The Bible is an immeasurably interesting book and most nay-sayers probably haven’t given it a good read. Why is it so interesting? Because it is a book of books written by people trying to understand their world and look to the future. In other words, the Bible is about people and to borrow from Stephen Ambrose, there is nothing more interesting to people than other people living at different times and in different circumstances.1
That the Bible is an anthology should come as no surprise to anyone familiar with it. We have poetry, proverbs, prose as well as epistles, apocalypses, and quasi-biographies. We have erotic literature, a theodicy, and a treatise expressing existential angst. Sometimes the authors confirm each other’s views but other times they are in contradiction. This tension makes reading the Bible interesting! It should be celebrated and not glossed over by many Christians or even wiped away by the hermeneutical gymnastics of the pop-apologists.
It is for that reason that this video featuring author David Ellis Dickerson perplexes me. That networks would propose the creation of a show about a book like the Bible and want to avoid all the things that makes the Bible interesting speaks more to the weak demeanor of modern evangelicalism than to anything else. He tells the audience that certain books were off limits and even certain words.

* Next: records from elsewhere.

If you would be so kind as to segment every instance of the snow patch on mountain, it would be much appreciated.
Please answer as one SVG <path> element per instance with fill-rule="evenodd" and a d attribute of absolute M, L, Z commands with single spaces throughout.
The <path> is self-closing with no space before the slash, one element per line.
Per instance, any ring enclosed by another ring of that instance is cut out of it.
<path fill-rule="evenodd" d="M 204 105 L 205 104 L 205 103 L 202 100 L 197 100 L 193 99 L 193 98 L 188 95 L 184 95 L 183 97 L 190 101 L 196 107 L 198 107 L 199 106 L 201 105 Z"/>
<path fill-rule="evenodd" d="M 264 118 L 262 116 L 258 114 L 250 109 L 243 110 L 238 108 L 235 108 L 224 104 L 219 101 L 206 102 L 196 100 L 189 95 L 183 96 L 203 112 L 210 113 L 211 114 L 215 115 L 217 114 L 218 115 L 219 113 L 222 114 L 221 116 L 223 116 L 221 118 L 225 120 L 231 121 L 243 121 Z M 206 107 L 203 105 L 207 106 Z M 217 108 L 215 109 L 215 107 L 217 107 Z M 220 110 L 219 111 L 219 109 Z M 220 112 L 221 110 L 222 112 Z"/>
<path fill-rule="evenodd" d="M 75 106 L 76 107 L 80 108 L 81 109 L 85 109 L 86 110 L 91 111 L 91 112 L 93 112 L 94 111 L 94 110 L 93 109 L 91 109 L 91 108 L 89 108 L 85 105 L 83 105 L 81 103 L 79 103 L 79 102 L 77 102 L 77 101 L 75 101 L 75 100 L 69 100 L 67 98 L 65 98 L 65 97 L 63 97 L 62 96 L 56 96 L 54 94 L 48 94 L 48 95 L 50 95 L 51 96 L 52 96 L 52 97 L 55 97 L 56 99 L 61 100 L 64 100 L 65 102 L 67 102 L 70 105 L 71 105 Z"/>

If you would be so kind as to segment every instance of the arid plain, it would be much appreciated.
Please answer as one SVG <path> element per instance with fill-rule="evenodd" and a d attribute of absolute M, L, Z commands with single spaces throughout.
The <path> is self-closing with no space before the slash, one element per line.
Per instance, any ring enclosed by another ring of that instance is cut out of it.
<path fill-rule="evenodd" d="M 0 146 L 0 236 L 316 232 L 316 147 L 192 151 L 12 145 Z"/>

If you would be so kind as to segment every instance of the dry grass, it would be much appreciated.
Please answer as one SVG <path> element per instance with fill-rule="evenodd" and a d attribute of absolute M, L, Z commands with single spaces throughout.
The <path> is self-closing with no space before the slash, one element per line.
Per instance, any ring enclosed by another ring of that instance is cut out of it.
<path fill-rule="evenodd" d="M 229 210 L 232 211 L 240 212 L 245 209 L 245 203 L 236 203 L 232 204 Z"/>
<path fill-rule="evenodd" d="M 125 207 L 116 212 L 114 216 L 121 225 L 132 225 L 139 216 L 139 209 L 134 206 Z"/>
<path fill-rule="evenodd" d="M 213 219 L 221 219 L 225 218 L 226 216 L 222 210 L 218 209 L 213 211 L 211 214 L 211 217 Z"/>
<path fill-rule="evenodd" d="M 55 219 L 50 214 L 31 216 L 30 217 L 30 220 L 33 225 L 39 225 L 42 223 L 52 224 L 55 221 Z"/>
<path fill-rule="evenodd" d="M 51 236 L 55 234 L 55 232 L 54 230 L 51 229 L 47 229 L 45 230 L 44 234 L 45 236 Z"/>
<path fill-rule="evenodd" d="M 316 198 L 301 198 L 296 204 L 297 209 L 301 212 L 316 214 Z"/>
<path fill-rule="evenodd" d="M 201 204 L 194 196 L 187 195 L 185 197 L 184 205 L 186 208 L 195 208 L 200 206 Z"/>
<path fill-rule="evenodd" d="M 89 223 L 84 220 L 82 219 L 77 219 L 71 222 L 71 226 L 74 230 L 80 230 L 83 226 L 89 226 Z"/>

It comes as no surprise The American Bible Challenge only lasted three seasons.
NOTES
1 Stephen Ambrose, To America: Personal Reflections of An Historian (New York, NY: Simon & Schuster, 2002), xiv. Ambrose was actually addressing an undergraduate he had in his class who told him that he hated history and was only in his class because it was a requirement. Ambrose wrote,
My reply was, “You don’t mean that. You don’t hate history, you hate the way it was taught to you in high school. But history is about people, and there is nothing more fascinating to people than other people, living in a different time, in different circumstances.